Pablo Stuart is a forensic psychiatrist. He specializes in capital cases and for the last 25 years he has been traveling around the country examining death row inmates, and reflecting on what he has found.
"Everyone I work with is mentally ill," he told me recently. "Every once in a while I'll have a new and different case, but there is a profile."
If one were to boil that profile down to a single word, it would be trauma.
Most of these death row inmates have some concoction of a range of predictable and horrific childhood and early adolescent experiences. Often it begins with sexual, physical or mental abuse. Second, in those families where abuse is rampant, it is most often the case that some form of substance abuse is present, too.
"Now you've got a kid with a traumatic history and a genetic predisposition for abuse and no parental supervision," Stuart says. Thirdly, there is often a pattern of multigenerational mental illness.
"So, mental illness, substance abuse and trauma-related disorder," he says, "that's the person who ends up charged with a capital crime."

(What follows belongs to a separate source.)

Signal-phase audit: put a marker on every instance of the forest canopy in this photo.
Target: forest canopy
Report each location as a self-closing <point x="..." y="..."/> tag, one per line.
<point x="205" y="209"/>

Stuart works with the most extreme examples of this, but his observations are in line with a growing consensus about the need across the board to start integrating what's known as "trauma-informed therapy" into our health care system in a much more comprehensive way. Linda Rosenberg, the president of the National Council of Community Behavioral Healthcare, in a recently published letter called "Call to Arms" wrote: "(I)nstead of asking 'What's wrong with you?' we should be asking 'What happened to you?' "

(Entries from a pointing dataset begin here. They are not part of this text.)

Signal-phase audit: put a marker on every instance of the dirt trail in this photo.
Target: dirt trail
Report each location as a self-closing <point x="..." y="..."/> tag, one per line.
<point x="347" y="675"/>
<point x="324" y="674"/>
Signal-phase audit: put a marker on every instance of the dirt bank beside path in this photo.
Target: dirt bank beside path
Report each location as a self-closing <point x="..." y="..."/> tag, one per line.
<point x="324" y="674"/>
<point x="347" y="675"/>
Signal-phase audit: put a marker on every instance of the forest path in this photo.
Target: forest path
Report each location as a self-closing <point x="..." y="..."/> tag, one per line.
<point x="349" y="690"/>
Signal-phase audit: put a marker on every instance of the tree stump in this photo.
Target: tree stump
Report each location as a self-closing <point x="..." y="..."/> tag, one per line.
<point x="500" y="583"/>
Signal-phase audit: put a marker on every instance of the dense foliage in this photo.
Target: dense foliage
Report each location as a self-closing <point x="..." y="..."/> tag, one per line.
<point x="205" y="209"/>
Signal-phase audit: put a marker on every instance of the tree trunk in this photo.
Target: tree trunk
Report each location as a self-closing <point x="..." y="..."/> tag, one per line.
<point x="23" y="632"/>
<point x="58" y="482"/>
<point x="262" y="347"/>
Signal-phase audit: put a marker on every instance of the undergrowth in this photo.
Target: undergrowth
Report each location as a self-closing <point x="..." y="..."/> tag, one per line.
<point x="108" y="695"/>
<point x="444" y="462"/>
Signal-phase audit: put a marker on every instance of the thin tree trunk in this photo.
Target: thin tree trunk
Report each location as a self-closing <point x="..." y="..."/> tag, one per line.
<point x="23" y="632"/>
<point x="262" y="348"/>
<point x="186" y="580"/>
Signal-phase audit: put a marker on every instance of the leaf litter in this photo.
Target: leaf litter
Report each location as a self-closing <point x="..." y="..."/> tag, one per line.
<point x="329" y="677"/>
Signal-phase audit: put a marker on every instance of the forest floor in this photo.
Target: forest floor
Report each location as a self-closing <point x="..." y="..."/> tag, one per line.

The prevalence of trauma in behaviorally challenged or dysfunctional people is well established. The most comprehensive look at this phenomenon was documented in the Adverse Childhood Experiences Study, a joint collaboration between by Centers for Disease Control and Prevention and Kaiser Permanente, which provides a raft of fascinating data on how trauma develops, and what the long-term psychological consequences can be. What is less clear, however, is how best to incorporate that knowledge into a better system of care. The greater the exposure to trauma at an early age, the more likely a "negative outcome" can be expected later on in life. So treating it early and effectively requires agreement that the common denominator is likely trauma, which can serve as a starting point for further treatment.
"The fact that there is such consistency on these cases is significant," says Stuart. "Some of these people, they just never had a chance."

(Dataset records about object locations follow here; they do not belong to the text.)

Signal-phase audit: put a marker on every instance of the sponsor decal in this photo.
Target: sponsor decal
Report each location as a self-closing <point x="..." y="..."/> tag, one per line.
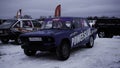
<point x="80" y="37"/>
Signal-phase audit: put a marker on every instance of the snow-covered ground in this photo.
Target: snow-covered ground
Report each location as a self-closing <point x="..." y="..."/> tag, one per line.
<point x="104" y="54"/>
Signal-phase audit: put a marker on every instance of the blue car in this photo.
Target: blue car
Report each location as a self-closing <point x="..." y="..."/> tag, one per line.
<point x="59" y="35"/>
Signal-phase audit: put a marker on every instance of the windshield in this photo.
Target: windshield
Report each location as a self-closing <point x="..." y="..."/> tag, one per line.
<point x="9" y="22"/>
<point x="56" y="25"/>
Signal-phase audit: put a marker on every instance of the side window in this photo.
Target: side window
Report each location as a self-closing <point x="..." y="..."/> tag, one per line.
<point x="68" y="24"/>
<point x="36" y="23"/>
<point x="27" y="24"/>
<point x="84" y="23"/>
<point x="76" y="23"/>
<point x="17" y="25"/>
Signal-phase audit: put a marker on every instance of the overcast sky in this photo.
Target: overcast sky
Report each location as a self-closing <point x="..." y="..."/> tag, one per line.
<point x="79" y="8"/>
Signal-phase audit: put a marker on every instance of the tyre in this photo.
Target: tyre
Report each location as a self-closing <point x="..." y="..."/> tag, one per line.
<point x="4" y="41"/>
<point x="90" y="44"/>
<point x="63" y="51"/>
<point x="101" y="34"/>
<point x="29" y="52"/>
<point x="18" y="41"/>
<point x="109" y="36"/>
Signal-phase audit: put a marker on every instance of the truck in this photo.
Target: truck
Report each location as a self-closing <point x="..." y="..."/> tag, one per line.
<point x="108" y="27"/>
<point x="59" y="35"/>
<point x="12" y="28"/>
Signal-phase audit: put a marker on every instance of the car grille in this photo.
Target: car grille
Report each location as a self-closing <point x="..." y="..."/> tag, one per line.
<point x="4" y="31"/>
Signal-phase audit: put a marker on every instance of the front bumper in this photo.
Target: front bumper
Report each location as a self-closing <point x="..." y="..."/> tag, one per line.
<point x="38" y="46"/>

These dynamics are playing out right in our backyard. San Quentin, right up the road, has the biggest death row in the world -- excluding, of course, the de facto death rows that abound in dictatorial regimes like Libya. San Quentin inmates come from all around the country, of course. But there's no denying that the dynamics at work on Oakland's streets are producing large numbers of traumatized kids, many of whom will predictably go on to channel those experiences into a debilitating adulthood.
So what is "trauma informed care?"
"We must adopt a systemic approach which ensures that all people who come into contact with the behavioral health system will receive services that are sensitive to the impact of trauma," Rosenberg says. "They must be able to receive such services regardless of which 'door' they enter or whether they ever find their way to a trauma-specific treatment program. We can begin by recognizing the primacy of trauma as an overarching principle. Being trauma informed means realizing that the vast majority of people we come in contact have trauma histories. Trauma must be seen as the expectation, not the exception, in behavioral health treatment systems."